'Retrato de una dama' de Giuseppe Ghislandi
Argentina devolverá a la heredera de un coleccionista judío un cuadro robado por los nazis hace 80 años
La obra del pintor barroco italiano Giuseppe Ghislandi estuvo desaparecida durante décadas antes de ser fotografiada en 2025 colgada en la casa de la hija de un alto oficial nazi que había huido a Argentina después de la Segunda Guerra Mundial
Argentina debe devolver un cuadro del siglo XVIII robado por los nazis a la heredera de su legítimo propietario, un coleccionista de arte judío holandés. Así lo ha dictaminado un juez el pasado viernes.
La obra fue hallada en una vivienda en la ciudad de Mar del Plata. Perteneció al reconocido marchante de arte neerlandés Jacques Goudstikker, uno de los mayores coleccionistas judíos de Europa, cuya colección fue saqueada por el régimen nazi tras la ocupación de los Países Bajos.
Retrato de una dama fue pintado por el artista barroco italiano Giuseppe Ghislandi y permaneció en paradero desconocido durante aproximadamente 80 años. Su localización se produjo después de que en 2025 apareciera fotografiado en el interior de una vivienda perteneciente a la hija de Friedrich Kadgien, un alto oficial nazi que escapó a Argentina una vez terminada la Segunda Guerra Mundial.

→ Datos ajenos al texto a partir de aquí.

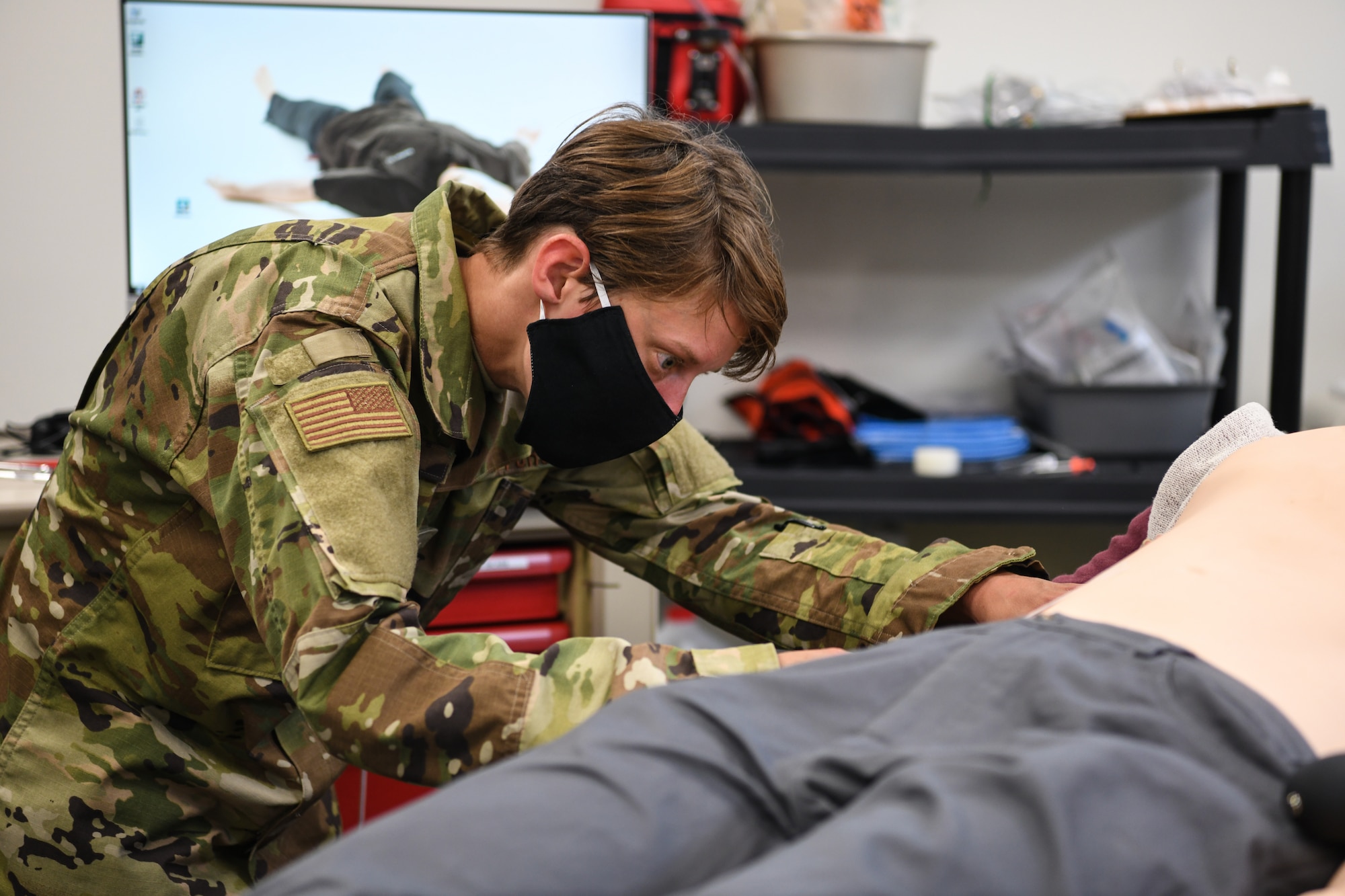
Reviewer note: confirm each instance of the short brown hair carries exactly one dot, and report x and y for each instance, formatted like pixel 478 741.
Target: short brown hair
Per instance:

Fue el periódico holandés AD el que reconoció por primera vez la obra al examinar unas fotografías de la vivienda que se encontraba a la venta en la localidad costera argentina.
Más de mil obras saqueadas
El retrato formaba parte de las más de 1.000 piezas de arte pertenecientes a la colección de Jacques Goudstikker que fueron robadas después de que las tropas nazis invadieran los Países Bajos en 1940.
Goudstikker abandonó el país pocos días después de la invasión. En su huida tuvo que dejar atrás numerosas obras de su colección, que posteriormente terminaron repartidas entre altos funcionarios alemanes. De este modo, una parte sustancial de su patrimonio artístico quedó dispersa tras la ocupación nazi.
Retrato de una dama siguió ese mismo destino y desapareció durante décadas, hasta que unas fotografías inmobiliarias tomadas en Argentina permitieron volver a identificarlo. La presencia de la obra en el domicilio de la hija de Kadgien abrió así el camino para su recuperación y posterior restitución.
Cuadro robado por los nazis en Mar del Plata
Después de que se identificara la obra, Patricia Kadgien fue acusada de ocultación y quedó bajo arresto domiciliario junto a su esposo. Finalmente, la pareja aceptó entregar Retrato de una dama a Marei von Saher, nuera y única heredera de Goudstikker, renunciando de forma definitiva a cualquier derecho sobre la obra. El acuerdo alcanzado contempla también una donación de unos 3.200 dólares a hospitales locales.
Una colección todavía dispersa
Tras el final de la guerra, el Estado neerlandés consiguió recuperar alrededor de 300 obras que habían formado parte de la colección de Goudstikker. La mayoría de esas piezas fueron posteriormente devueltas a los herederos del marchante.
Sin embargo, un número mucho mayor de obras continúa todavía repartido por diferentes lugares del mundo. El hallazgo de Retrato de una dama se incorpora así a los casos en los que ha sido posible localizar una pieza de aquella colección décadas después del expolio.